During the two semesters of reading, analyzing, and writing under Mr. Wade, I learned to communicate with literature and other literary critics. This was a kind of fun I hadn’t seen before and would not have ever seen if Mr. Wade didn’t start the silent conversation. Everything I write now seems like dialogue, or an echo or argument to a past work.
So much was I sparked in English that I began to experiment with words and thoughts, mixing and twisting until I fell in love with philosophy. I had always liked the area of thought and natural occurrences, but I had never meshed what I like with my assignments before. Mr. Wade’s idol was Aristotle, the great thinker. He explained to all those who would listen the philosopher’s ideas and principles with an admiration that truly brought me out of my shell.

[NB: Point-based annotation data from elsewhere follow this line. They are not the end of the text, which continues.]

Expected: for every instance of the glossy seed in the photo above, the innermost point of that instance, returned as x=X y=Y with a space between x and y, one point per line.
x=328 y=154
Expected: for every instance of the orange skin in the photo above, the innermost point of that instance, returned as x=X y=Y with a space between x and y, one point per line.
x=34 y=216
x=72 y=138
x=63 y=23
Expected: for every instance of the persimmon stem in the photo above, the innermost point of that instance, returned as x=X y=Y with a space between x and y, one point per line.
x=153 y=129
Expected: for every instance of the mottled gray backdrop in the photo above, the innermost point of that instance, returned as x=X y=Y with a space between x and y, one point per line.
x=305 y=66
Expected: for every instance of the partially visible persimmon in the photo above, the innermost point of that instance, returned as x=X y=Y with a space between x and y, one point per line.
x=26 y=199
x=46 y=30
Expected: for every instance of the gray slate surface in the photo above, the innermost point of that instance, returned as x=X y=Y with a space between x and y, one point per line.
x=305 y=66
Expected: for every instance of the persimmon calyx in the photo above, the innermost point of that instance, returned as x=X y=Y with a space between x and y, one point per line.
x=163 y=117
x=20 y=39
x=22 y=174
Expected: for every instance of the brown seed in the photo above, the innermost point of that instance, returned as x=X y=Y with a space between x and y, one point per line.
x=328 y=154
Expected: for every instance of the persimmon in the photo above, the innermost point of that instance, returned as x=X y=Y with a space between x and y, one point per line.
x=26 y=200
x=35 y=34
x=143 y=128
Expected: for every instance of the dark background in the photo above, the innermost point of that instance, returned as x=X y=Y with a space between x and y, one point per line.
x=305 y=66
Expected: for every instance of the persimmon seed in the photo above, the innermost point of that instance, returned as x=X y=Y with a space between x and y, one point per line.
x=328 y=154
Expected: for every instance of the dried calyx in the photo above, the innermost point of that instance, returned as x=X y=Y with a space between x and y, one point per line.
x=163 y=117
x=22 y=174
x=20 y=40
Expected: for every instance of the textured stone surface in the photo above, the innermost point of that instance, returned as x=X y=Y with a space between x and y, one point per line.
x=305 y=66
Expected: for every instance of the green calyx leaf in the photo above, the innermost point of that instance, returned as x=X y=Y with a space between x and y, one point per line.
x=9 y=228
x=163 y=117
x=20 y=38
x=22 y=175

With his own money at the end of the year, Mr. Wade bought every single one of his students a copy of Aristotle’s Nicomachean Ethics. To aid my new found pursuit of phenomenology and epistemology in particular, Mr. Wade gave me The Power of Now. How many doors he went out of his way to open for me is overwhelming and I will be forever grateful.

Most of all, Mr. Wade treated us 13- and 14-year olds like college students. Lectures were and open discussion were predominant. This was the utmost level of respect he could show, and the last day in his class was depressing. His quiet, understanding, and simple personality has profoundly changed me; one of the most humble things I remember him saying was rather trivial in mater: a student had asked if Mr. Wade did not like another student because of her continuous nagging and interruptions, and in response he said that he cannot judge, but he might not agree with her behavior at times. This wasn’t evading the question; it simply reveals the potential he sees in us and how much happiness he gets from seeing his students cultivate established knowledge independently.